Dark Light

Hoje é dia do pai… aquele dia especifico em que nas redes sociais vê-se um pouco do “amor” partilhado por terceiros sobre o pai e a figura que ele tem.

Por vezes, debruço-me se na realidade o que é partilhado é mesmo autêntico. No meu caso, não sinto que deva partilhar nada.

Já fui de partilhar e escarrapachar as vivencias pela Internet. De mostrar que estava feliz pelas fotografias quando na realidade era tudo fachada. Mas não divagando, e falando apenas do dia que me levou a escrever algo: o dia do Pai.

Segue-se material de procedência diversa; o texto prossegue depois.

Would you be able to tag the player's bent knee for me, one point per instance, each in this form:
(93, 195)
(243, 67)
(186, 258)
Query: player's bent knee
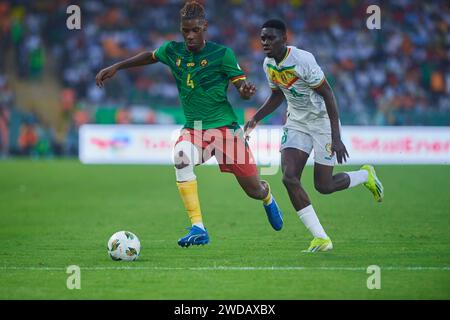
(254, 194)
(185, 156)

Está claro que tenho muito amor por ele e também sei que não sou de longe ou de perto o filho que ele queria e isso dá para ver e ouvir nas entrelinhas.


Para este ano, eu e a minha irmã decidimos comprar-lhe um cabaz de dia do pai que trazia desde doces a salgados. Assim que cheguei à casa deles, o senhor Carlos abriu-me a porta e eu feliz dei-lhe um abraço desejando um «feliz dia do pai», sonante. Na troca de olhares, perguntou-me com frieza se a minha irmã vinha e lodo depois acrescentou «… deve não vir». Achei um pouco desapropriado e rapidamente retorqui em resposta que ela já estava a chegar, por isso a prenda teria de abrir na presença dos dois.

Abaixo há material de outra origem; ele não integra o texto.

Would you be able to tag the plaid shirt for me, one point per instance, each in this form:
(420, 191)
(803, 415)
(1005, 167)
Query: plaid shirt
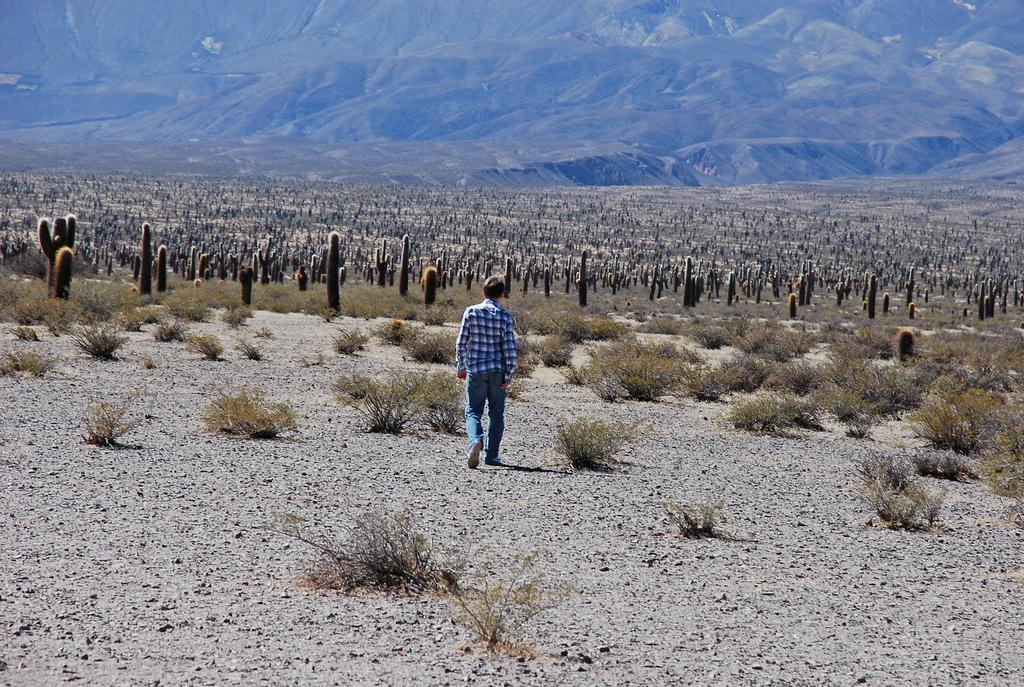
(486, 341)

O reparo que faço, perante o colmatar do dia é o facto de ele conseguir ser mau nas palavras. Abriu a prenda, olhou para o que lá tinha, agradeceu e quando viu que lhe tínhamos oferecido um paté de veado, teve que fazer o apontamento da paneleiragem. Foi nessa altura que eu me propus a sair.

Acaba por ser uma sensação agridoce, uma que digo que gosto dele, e a outra que tenho a certeza que não sou o filho que ele gostava de ter tido, no entanto o oposto é digno pois eu tão pouco pedi por um pai assim.